Jamie was struck dumb, and a good thing, too, for Quinn went on:
“We’ve loyal men in brigade regiments posted in Italy and France, too. Not all the officers—but once the thing is in motion, the rest will fall in. Or if they don’t—” He lifted one shoulder, a fatalist’s shrug.
“If they don’t … what?” Jamie knew what that shrug meant, but he wanted it spelled out, if only to give himself a moment’s time to think. His scalp was prickling, and his wame had curled itself up into a quivering ball beneath his ribs.
Quinn pursed his lips. “Why, then … those loyal to the Cause will take command, of course.”
“Ye mean they’ll kill those who don’t go along with it.”
“Now, then. Ye know as well as I do, ye can’t make wine without squeezin’—”
“Don’t bloody say it!” Jamie had the obscure feeling that cliché on top of treasonous insanity was more than anyone should be obliged to put up with. He rubbed a wet hand over his wet face, the bristles of his beard harsh under his palm.
“Each regiment has at least two volunteers among the officers. When the signal comes …” But Quinn hadn’t said “volunteers” in English, though he was speaking English. He’d used the Irish term, “Deonaigh.”
In Jamie’s experience, excluding clergy and peasants, Irishmen seemed to consist of two sorts: rabid fighters and maniac poets. These traits weren’t often combined in the same man, though.
That word, “Deonach.” It was in the Wild Hunt poem; he wouldn’t have taken notice, save that there was a popular soldier’s song, a sentimental, maudlin thing in Irish, called “The Volunteer.” There’d been several Irishmen in the group of mercenaries with whom he’d fought in France, much given to singing it when in liquor.
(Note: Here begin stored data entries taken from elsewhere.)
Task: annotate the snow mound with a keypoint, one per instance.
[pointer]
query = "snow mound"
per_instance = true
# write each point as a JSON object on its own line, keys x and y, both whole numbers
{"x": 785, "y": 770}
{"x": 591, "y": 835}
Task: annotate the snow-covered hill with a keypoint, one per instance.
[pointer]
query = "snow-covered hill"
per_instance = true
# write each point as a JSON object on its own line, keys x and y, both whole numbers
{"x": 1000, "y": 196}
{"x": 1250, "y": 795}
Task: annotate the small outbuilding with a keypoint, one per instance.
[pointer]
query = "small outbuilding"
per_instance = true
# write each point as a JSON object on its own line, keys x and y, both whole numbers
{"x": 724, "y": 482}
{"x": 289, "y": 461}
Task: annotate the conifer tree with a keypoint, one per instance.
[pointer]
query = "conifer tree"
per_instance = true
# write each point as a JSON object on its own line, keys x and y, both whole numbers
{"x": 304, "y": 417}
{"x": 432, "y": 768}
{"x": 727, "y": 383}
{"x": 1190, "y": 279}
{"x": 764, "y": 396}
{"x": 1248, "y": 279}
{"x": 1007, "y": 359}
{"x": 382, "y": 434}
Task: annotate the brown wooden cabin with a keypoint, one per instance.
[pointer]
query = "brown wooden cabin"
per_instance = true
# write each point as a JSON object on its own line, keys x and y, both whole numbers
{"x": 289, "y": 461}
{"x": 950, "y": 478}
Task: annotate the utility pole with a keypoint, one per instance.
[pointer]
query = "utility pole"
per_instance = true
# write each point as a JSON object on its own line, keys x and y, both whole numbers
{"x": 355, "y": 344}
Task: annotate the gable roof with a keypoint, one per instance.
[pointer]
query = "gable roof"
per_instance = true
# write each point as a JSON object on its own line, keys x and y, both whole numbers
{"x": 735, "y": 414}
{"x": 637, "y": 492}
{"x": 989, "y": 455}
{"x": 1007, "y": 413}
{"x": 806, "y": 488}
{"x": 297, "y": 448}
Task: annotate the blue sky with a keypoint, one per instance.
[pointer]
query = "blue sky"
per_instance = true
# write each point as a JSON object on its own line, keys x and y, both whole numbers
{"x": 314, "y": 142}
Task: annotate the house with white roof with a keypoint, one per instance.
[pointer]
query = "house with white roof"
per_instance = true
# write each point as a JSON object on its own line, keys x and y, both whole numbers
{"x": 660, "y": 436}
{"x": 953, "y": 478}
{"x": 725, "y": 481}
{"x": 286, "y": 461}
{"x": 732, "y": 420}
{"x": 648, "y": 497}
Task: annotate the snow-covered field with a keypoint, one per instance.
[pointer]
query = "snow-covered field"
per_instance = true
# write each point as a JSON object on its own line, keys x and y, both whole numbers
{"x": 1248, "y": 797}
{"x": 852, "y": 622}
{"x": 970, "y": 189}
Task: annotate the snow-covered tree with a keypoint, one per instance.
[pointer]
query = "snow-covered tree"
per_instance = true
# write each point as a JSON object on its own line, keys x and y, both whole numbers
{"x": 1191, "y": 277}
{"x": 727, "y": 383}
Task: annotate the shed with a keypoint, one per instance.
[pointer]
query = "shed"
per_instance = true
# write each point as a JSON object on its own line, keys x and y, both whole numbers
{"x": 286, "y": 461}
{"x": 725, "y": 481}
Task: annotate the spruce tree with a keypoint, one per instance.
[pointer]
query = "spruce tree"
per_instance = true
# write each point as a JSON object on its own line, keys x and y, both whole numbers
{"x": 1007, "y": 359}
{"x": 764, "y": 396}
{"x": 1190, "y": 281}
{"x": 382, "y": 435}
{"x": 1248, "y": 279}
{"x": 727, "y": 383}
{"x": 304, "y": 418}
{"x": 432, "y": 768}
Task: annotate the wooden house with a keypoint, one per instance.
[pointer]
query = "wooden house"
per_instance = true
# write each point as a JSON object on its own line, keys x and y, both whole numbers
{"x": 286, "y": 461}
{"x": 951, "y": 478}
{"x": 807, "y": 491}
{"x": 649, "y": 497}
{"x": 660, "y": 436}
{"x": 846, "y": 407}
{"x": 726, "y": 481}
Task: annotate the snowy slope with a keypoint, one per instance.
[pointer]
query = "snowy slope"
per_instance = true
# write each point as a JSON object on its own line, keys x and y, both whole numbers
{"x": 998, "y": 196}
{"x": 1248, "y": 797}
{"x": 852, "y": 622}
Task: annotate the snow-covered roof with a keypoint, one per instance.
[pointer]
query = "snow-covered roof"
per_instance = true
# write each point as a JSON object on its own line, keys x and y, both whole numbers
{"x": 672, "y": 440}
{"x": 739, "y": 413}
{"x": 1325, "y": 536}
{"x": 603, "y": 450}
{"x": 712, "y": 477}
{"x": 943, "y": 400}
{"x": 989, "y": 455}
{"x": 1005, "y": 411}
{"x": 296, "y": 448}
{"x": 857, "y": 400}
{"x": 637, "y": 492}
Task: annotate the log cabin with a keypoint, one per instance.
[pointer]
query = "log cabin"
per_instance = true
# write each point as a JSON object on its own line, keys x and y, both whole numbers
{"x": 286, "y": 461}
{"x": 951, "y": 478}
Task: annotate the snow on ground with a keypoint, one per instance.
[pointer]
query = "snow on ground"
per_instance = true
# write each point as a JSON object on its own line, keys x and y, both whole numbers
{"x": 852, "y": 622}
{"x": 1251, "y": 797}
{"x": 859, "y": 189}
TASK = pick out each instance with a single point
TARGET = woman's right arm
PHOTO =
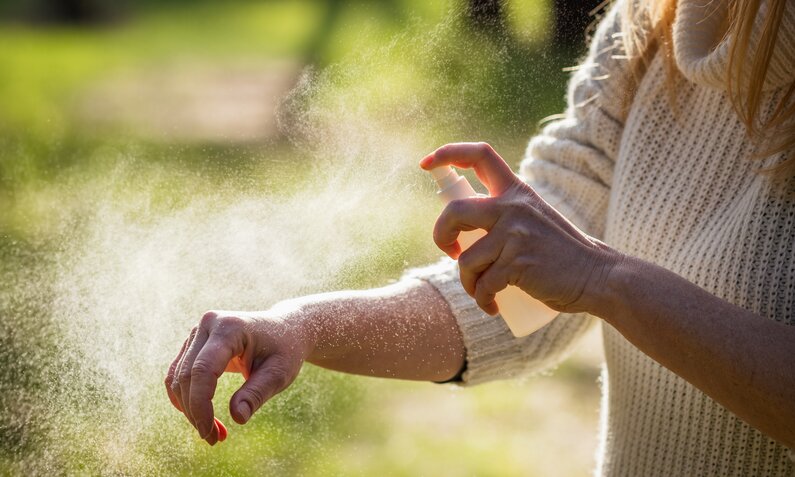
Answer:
(405, 330)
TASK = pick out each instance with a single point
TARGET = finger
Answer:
(491, 282)
(477, 258)
(171, 376)
(222, 432)
(185, 370)
(462, 215)
(490, 168)
(210, 363)
(175, 386)
(267, 380)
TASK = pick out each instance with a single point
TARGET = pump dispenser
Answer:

That was almost the last song he recalled, before the blow of an ax had severed him forever from music.
“Sé an fuil á lorgadh, is é a teas á lorgadh,” he said abruptly, his heart beating quicker, and Quinn’s face turned sharply toward him. They search out blood, they seek its heat.
A moment’s silence, save for the rain. The fire was drowned now, even the black mark it left on the earth quite drowned in darkness. The cabbage was making its presence felt and Jamie clenched his buttocks, silently easing himself.
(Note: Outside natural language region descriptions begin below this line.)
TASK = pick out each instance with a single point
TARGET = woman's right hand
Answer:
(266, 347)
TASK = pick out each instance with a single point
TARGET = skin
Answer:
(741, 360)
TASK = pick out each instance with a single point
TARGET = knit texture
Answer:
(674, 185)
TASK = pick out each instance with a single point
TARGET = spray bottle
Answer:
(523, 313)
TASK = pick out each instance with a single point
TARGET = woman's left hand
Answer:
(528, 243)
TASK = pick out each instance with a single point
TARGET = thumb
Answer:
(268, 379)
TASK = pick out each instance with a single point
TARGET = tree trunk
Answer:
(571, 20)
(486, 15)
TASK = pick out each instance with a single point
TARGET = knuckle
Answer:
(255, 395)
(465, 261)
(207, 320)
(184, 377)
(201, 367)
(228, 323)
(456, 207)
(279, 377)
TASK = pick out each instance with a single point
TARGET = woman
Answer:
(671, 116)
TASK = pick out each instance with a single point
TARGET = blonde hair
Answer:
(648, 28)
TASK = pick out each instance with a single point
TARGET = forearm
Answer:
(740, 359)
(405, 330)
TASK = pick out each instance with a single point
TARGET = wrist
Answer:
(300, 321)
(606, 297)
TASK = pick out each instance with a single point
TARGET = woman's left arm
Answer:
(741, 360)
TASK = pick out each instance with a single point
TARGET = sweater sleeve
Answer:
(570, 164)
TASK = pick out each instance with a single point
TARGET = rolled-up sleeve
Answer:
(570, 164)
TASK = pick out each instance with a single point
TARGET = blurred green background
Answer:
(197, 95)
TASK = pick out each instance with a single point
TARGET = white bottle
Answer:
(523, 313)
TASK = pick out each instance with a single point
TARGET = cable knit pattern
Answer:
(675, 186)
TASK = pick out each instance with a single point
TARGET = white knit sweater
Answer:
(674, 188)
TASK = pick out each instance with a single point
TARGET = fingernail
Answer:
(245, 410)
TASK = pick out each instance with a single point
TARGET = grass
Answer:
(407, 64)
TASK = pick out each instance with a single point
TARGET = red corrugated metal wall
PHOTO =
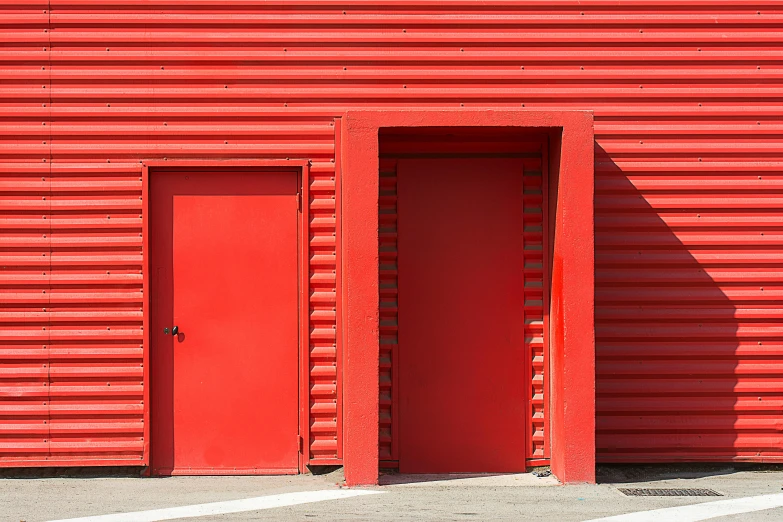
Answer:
(687, 98)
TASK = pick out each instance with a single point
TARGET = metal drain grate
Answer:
(675, 492)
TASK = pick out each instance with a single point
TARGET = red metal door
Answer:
(224, 271)
(461, 316)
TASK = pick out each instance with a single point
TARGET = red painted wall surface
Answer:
(687, 102)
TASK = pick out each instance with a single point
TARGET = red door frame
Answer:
(303, 169)
(572, 301)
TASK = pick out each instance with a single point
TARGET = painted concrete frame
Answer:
(572, 300)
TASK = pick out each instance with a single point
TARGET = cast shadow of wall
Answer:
(681, 343)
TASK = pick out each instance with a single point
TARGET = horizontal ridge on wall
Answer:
(687, 97)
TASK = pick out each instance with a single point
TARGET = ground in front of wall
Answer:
(403, 497)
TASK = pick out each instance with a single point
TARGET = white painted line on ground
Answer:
(229, 506)
(704, 511)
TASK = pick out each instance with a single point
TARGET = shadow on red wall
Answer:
(684, 346)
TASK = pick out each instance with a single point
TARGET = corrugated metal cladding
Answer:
(687, 99)
(444, 143)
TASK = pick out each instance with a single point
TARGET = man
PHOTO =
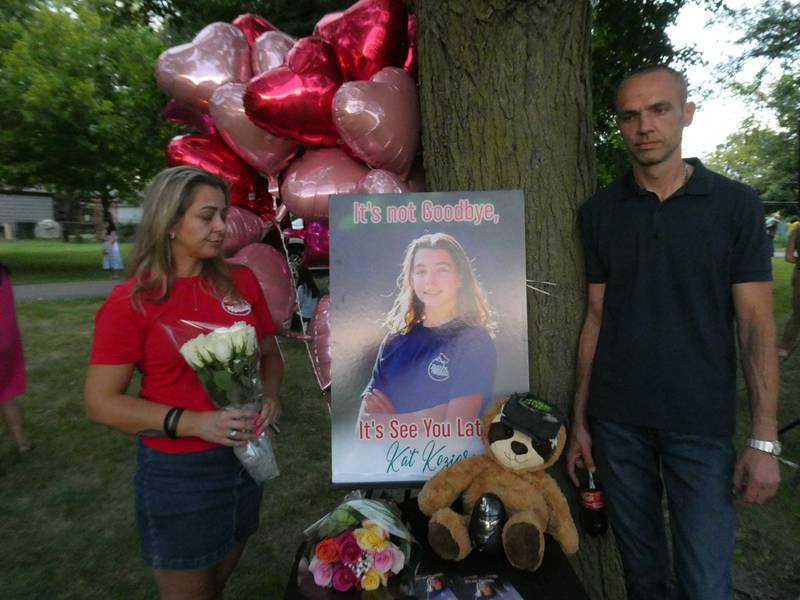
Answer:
(675, 255)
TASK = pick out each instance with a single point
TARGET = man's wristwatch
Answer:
(770, 447)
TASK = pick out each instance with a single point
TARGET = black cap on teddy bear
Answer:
(532, 416)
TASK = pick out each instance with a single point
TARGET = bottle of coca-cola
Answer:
(595, 521)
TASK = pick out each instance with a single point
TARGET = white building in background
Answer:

“Where did ye hear that, now?” Quinn said, his voice mild, and Jamie realized with a small shock that his life might depend upon his answer.
“Thomas Lally said it to me,” he replied, his voice as mild as Quinn’s. “When I met him in London.” Quinn might know that he’d met Lally—and it was true that Lally had said those words to him, reading them from the written sheet, a puzzled expression on his face.
“He did?” Quinn sounded blank, perhaps a little frightened, and Jamie expelled his breath, only then realizing that he’d been holding it. So. Lally maybe wasn’t part of the plot. But Quinn was fearful lest he knew about it?
“Tell me more about this, will ye?” Jamie said quickly. “Is there a date set for it?”
Quinn hesitated, still suspicious, but eagerness to talk and desire to win Jamie over got the better of him.
“Well, there is, then. All I can say is, it’ll be a day when the streets will be crowded, the beer flowing from the taverns, the squares all hoaching like weevils in a sack of grain.